How to finding words that are near other words?

I am going to create a dictionary that users can find each words that are near each other from pronouncing and word Letter.

For example When user searched near my site return other words that are near that, like near,pear,dear,rear,here

How to do it?

like this website :rhymezone

KIMIA

Posted 2014-08-16T04:57:54.737

Reputation: 3

http://en.wikipedia.org/wiki/Levenshtein_distance , http://en.wikipedia.org/wiki/String_distance_metric , http://en.wikipedia.org/wiki/Phonetic_algorithm – gronostaj – 2014-08-16T07:48:04.697

Answers

I think this is tolerably complex. It's a branch of Natural Language Programming (not the other NLP, Neuro Linguistic Pap). You need to be able to match "here" and "hear" - so you need to break down the elements, and map them to a phonetic equivalence (h-"ere" and h-"ere" for both). And some spellings have variant phonetics (cough, plough, through) or have even worse homonyms (the there, they're, their group) and those can be regionally different (in the UK, the long or short 'a' in garage, graph and glass, for example). When you're making phonetic equivalences, they aren't always singular.
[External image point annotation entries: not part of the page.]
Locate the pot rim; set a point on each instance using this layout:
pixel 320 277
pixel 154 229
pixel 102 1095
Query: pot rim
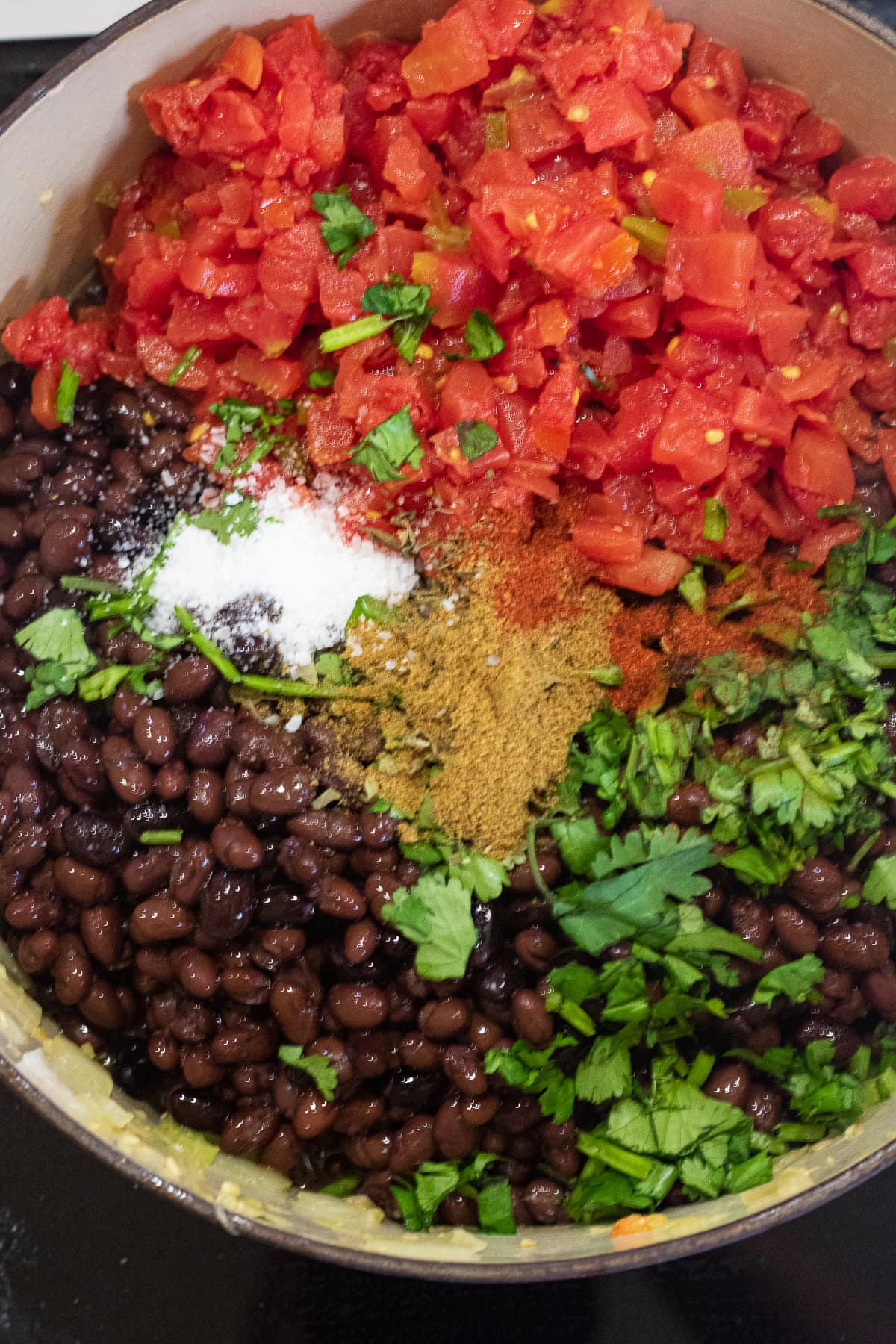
pixel 376 1263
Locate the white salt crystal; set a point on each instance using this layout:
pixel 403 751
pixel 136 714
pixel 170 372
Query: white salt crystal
pixel 296 577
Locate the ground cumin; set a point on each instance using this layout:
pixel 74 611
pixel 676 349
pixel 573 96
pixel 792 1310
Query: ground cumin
pixel 477 712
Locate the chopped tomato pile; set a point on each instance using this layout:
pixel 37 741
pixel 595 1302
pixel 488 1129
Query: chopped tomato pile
pixel 568 249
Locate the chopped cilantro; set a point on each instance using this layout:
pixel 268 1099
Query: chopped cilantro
pixel 421 1195
pixel 57 643
pixel 435 914
pixel 183 364
pixel 319 1068
pixel 715 520
pixel 66 393
pixel 371 609
pixel 161 836
pixel 481 336
pixel 207 647
pixel 237 519
pixel 694 589
pixel 476 438
pixel 535 1071
pixel 388 447
pixel 880 883
pixel 797 980
pixel 105 682
pixel 494 1204
pixel 343 226
pixel 246 421
pixel 403 308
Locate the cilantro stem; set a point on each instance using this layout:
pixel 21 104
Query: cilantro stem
pixel 299 690
pixel 801 1133
pixel 66 393
pixel 349 334
pixel 207 648
pixel 74 584
pixel 190 358
pixel 161 836
pixel 621 1160
pixel 700 1068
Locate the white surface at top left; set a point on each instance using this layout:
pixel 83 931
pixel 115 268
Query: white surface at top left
pixel 60 18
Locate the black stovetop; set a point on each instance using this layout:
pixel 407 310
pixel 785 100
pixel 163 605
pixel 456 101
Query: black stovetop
pixel 87 1258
Once you've got phonetic equivalences, you can use a variety of heuristics to minimise the difference between them. For poetry, you probably need to excessively emphasise the weight of terminations - rhyming mostly depends on word endings. You may want alliterative runs for poetry, too - a different weighting would probably be needed for euphonious alliteration.

I'd join one of the free online university courses on NLP - there are several, currently. Much better grounding in modern techniques for parsing language. :)

JezC

Posted 2014-08-16T04:57:54.737

Reputation: 550

You can use string comparison among strings of the same length and allow for one (or two) unmatching characters.

By looking at your website, though, I'd suggest to map the words by their phonetic representation and then search into them, treating the strings like characters arrays and starting the comparison from the back.

To build over your example: near -> \'nir\ pear -> \'per\ dear -> \'dir\ rear -> \'rir\ or \'rer\ here -> \'hir\

(I'm ripping off the Merriam-Webster online for the phonetic notation, here)

The mapping, I'm afraid, should be done as a look-up table and can't be compiled, because English doesn't have very strong pronunciation rules...

Anyway, once you mapped your words, you can compare their last phoneme: in this case, you may want to look for words that end in "ir\" (which would exclude "pear", in this case).

This method doesn't look terribly efficient: if I could use some disk space, I'd save the searches for future reference: so when a second use looks for all the words which rhyme to "near", the application just loads the saved search -since dictionaries usually don't evolve too fast.

Lorenzo Zanetti

Posted 2014-08-16T04:57:54.737

Reputation: 1